Integral concerning the floor function

Question

I have a problem with the following integral: $$ \int_{1}^{\infty}\frac{\sin\left(\frac{\pi}{2}\{x\}\right)^{[x]}}{[x]}\cos\left(\frac{\pi}{2}\{x\}\right)\,dx $$ where $[x]$ is the floor function and $\{x\}:=x-[x]$. I tried to solve it using the following idea.

\begin{align} \int_{1}^{\infty}\frac{\sin\left(\frac{\pi}{2}\{x\}\right)^{[x]}}{[x]}\cos\left(\frac{\pi}{2}\{x\}\right)\,dx &= \int_{1}^{\infty}\frac{\sin\left(\frac{\pi}{2}(x-[x])\right)^{[x]}}{[x]}\cos\left(\frac{\pi}{2}(x-[x])\right)\,dx\\ &=\sum_{k=1}^{\infty}\int_{k}^{k+1}\frac{\sin\left(\frac{\pi}{2}(x-k)\right)^{k}}{k}\cos\left(\frac{\pi}{2}(x-k)\right)\,dx\\ &=\sum_{k=1}^{\infty}\frac{1}{k}\int_{0}^{1}\sin\left(\frac{\pi}{2}x\right)^{k}\cos\left(\frac{\pi}{2}x\right)\,dx\\ &=\frac{2}{\pi}\sum_{k=1}^{\infty}\frac{1}{k}\int_{0}^{\pi/2}\sin(x)^k\,\cos(x)\,dx\\ &=\frac{2}{\pi}\sum_{k=1}^{\infty}\frac{1}{k}\left(\frac{\sin(x)^{k+1}}{k+1}\right|_{0}^{\pi/2}\\ &=\frac{2}{\pi}\sum_{k=1}^{\infty}\frac{1}{k\,(k+1)}=\frac{2}{\pi}. \end{align}

Now, I looked it up on Desmos and it tells me that this is wrong. In fact, as you can see in the image, the integral and my result are different.

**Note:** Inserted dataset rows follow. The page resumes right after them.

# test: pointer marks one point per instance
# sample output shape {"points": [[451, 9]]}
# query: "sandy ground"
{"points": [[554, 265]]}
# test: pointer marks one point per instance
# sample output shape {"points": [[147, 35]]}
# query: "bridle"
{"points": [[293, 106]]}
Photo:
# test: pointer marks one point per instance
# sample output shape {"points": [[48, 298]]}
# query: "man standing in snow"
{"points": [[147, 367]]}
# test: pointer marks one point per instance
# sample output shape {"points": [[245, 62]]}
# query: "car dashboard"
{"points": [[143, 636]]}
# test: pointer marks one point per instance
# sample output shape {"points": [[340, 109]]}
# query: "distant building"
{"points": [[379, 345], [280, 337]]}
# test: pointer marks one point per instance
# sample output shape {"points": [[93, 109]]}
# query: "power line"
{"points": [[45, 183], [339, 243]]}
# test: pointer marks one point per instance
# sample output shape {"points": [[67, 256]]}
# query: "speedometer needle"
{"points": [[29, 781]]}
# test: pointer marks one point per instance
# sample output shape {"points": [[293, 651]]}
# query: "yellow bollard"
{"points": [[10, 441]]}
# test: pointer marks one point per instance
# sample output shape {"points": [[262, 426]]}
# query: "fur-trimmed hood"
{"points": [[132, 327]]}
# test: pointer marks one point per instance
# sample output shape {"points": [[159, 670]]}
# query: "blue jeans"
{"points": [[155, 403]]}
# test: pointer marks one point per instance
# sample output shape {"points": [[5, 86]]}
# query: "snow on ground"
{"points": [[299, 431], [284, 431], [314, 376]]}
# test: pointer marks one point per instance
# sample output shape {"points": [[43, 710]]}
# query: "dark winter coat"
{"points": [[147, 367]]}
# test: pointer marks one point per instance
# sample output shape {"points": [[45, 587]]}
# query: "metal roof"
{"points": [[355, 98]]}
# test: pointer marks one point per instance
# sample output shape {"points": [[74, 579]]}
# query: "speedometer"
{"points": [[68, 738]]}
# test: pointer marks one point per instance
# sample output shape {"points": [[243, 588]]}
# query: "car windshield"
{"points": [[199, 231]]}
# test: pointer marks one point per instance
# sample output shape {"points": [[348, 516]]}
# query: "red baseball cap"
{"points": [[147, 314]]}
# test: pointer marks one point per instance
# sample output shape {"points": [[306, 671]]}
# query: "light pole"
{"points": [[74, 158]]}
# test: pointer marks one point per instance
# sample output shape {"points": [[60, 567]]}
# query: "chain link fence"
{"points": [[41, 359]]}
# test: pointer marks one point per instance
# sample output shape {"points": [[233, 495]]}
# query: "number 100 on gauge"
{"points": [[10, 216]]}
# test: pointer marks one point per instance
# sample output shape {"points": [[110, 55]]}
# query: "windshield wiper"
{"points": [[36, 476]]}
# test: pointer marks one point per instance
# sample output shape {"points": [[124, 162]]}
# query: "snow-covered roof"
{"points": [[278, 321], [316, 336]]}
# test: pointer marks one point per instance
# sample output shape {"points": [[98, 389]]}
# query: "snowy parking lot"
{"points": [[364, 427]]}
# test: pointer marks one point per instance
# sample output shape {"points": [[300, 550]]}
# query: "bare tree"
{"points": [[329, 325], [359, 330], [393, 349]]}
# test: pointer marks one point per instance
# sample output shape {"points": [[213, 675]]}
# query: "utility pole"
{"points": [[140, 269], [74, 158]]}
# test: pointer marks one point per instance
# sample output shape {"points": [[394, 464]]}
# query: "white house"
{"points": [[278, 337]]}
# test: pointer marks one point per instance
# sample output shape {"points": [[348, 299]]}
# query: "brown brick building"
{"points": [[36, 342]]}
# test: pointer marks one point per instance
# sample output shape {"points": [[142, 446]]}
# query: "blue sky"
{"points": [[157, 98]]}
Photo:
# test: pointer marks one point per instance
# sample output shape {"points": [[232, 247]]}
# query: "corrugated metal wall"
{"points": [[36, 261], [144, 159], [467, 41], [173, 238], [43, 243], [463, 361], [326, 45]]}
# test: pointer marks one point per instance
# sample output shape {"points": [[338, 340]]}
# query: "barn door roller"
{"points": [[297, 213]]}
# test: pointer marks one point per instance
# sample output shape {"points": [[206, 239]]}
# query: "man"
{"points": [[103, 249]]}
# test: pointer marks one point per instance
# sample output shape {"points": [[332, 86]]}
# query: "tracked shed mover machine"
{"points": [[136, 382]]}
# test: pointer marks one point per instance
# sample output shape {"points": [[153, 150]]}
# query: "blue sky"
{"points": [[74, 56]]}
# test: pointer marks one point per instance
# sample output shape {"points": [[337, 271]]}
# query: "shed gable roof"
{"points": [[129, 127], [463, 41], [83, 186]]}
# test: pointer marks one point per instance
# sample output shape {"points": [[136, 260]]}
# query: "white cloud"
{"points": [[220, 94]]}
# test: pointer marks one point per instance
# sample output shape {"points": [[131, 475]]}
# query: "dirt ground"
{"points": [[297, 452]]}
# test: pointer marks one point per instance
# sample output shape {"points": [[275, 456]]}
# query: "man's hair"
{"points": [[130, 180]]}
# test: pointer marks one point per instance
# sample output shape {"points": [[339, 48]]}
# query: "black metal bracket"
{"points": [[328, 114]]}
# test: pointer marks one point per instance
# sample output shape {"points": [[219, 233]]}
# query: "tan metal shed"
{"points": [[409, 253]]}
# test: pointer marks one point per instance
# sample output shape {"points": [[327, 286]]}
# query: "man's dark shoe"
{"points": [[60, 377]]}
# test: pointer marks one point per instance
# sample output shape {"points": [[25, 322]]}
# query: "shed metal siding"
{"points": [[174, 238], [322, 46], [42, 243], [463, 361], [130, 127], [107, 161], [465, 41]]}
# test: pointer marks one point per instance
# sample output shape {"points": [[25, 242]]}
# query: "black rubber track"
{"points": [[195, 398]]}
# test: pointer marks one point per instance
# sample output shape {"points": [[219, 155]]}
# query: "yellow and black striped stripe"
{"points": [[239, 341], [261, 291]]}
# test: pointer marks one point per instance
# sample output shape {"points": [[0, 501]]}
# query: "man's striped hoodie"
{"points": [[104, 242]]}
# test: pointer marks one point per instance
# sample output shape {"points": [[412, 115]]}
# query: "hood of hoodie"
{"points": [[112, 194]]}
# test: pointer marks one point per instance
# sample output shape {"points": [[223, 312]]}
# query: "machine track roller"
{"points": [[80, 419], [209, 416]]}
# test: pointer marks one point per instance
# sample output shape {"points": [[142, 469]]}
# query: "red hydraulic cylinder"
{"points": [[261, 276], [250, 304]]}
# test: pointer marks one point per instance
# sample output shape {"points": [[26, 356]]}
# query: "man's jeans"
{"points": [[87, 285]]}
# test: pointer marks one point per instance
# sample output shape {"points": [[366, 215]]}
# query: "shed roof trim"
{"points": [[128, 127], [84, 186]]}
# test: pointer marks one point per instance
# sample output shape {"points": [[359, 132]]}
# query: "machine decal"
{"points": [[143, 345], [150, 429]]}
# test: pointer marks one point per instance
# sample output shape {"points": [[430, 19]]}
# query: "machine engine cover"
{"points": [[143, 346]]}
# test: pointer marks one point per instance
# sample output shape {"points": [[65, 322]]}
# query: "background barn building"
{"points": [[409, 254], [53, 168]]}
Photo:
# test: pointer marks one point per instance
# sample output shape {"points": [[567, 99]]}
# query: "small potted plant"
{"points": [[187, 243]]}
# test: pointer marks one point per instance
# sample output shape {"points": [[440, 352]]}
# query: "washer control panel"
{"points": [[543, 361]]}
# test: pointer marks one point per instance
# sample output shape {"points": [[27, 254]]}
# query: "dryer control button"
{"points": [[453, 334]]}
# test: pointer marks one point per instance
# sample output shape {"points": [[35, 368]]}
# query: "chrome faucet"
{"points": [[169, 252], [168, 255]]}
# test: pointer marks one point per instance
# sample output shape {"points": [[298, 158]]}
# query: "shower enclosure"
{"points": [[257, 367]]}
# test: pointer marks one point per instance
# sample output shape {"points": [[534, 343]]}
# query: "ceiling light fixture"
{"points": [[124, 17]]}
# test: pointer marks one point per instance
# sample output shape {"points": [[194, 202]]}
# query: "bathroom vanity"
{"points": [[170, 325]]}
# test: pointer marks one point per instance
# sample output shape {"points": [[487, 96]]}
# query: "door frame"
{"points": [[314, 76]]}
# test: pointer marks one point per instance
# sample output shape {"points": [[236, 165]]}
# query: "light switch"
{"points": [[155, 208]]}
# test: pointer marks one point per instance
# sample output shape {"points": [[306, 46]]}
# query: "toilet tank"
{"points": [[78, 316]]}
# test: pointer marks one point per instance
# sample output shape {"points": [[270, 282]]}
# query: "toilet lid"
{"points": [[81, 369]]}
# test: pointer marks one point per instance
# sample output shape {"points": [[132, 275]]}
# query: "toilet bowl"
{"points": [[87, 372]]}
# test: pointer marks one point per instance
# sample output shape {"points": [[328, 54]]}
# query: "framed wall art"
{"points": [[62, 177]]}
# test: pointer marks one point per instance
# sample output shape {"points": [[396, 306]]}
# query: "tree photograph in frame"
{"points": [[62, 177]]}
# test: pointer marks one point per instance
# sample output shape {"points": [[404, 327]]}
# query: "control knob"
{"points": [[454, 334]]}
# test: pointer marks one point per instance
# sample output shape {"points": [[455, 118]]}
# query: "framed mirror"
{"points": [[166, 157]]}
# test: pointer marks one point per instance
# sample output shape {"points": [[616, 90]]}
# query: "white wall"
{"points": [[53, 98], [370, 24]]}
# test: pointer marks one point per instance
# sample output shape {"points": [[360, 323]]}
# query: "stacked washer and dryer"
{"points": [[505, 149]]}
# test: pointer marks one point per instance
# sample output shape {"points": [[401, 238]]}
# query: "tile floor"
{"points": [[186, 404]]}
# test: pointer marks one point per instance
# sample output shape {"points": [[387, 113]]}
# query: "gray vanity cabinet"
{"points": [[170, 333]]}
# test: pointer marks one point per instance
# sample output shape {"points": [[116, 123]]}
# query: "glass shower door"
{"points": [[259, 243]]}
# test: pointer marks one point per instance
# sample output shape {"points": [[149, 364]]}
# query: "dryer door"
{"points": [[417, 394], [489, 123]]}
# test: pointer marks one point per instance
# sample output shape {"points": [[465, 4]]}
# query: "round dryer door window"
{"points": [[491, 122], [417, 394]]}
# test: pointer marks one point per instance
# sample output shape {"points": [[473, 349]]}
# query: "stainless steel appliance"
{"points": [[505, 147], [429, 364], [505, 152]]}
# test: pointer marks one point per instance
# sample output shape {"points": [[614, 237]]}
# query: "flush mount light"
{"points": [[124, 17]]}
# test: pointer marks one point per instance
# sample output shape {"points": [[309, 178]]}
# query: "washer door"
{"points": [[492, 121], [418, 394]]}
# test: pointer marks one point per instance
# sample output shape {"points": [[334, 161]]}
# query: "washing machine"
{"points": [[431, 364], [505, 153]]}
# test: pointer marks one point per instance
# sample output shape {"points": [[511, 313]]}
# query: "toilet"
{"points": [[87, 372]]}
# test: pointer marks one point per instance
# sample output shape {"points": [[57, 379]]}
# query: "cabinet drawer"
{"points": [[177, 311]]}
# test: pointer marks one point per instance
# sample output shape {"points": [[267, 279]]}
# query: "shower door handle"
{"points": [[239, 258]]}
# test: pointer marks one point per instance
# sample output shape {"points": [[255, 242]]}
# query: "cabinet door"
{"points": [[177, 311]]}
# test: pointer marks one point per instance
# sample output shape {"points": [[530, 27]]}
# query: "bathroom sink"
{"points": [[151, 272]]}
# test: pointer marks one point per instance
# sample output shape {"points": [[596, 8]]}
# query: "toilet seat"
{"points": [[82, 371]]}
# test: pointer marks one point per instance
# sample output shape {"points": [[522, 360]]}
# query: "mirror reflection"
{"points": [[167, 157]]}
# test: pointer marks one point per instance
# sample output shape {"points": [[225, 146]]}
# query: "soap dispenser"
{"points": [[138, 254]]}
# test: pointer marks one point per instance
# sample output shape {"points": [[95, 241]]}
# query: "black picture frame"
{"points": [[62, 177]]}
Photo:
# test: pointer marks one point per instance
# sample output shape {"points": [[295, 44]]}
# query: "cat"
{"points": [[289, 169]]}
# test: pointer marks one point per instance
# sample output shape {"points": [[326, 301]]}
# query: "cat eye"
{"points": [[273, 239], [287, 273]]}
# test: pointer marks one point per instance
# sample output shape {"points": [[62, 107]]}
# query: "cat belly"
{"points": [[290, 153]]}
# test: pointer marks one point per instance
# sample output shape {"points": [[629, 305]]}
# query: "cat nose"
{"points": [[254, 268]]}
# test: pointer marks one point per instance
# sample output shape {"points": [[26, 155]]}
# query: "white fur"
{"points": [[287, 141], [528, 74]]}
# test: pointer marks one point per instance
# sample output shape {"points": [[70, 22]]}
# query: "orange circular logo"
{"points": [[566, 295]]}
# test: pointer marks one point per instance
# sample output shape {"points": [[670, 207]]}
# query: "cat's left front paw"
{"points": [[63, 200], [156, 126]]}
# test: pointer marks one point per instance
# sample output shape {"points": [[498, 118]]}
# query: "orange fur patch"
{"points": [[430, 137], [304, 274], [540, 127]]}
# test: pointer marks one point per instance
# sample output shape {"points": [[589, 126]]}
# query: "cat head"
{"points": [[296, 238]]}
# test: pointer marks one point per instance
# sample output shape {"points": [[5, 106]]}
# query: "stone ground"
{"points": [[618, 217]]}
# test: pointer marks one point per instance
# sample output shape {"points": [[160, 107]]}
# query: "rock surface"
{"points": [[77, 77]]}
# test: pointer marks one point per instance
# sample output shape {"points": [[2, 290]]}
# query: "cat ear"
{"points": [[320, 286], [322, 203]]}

Did I do something wrong? Thanks for any help.

Answer 1

Verification:

$$\begin{align} \int_{1}^{\infty}\frac{\sin\left(\frac{\pi}{2}\{x\}\right)^{[x]}}{[x]}\cos\left(\frac{\pi}{2}\{x\}\right)\,dx &=\sum_{k=1}^\infty\int_0^1\frac{\sin\left(\frac{\pi}{2}x\right)^k}k\cos\left(\tfrac{\pi}{2}x\right)\,dx \\&=\frac2\pi\sum_{k=1}^\infty\left.\frac{\sin\left(\frac{\pi}{2}x\right)^{k+1}}{k(k+1)}\right|_0^1\\&=\frac2\pi\sum_{k=1}^\infty\frac{1}{k(k+1)}. \end{align}$$

---

Given the tortuous shape of the function and its angular points, plus the slow decay, it is more than likely that numerical evaluation of this improper integral is challenged.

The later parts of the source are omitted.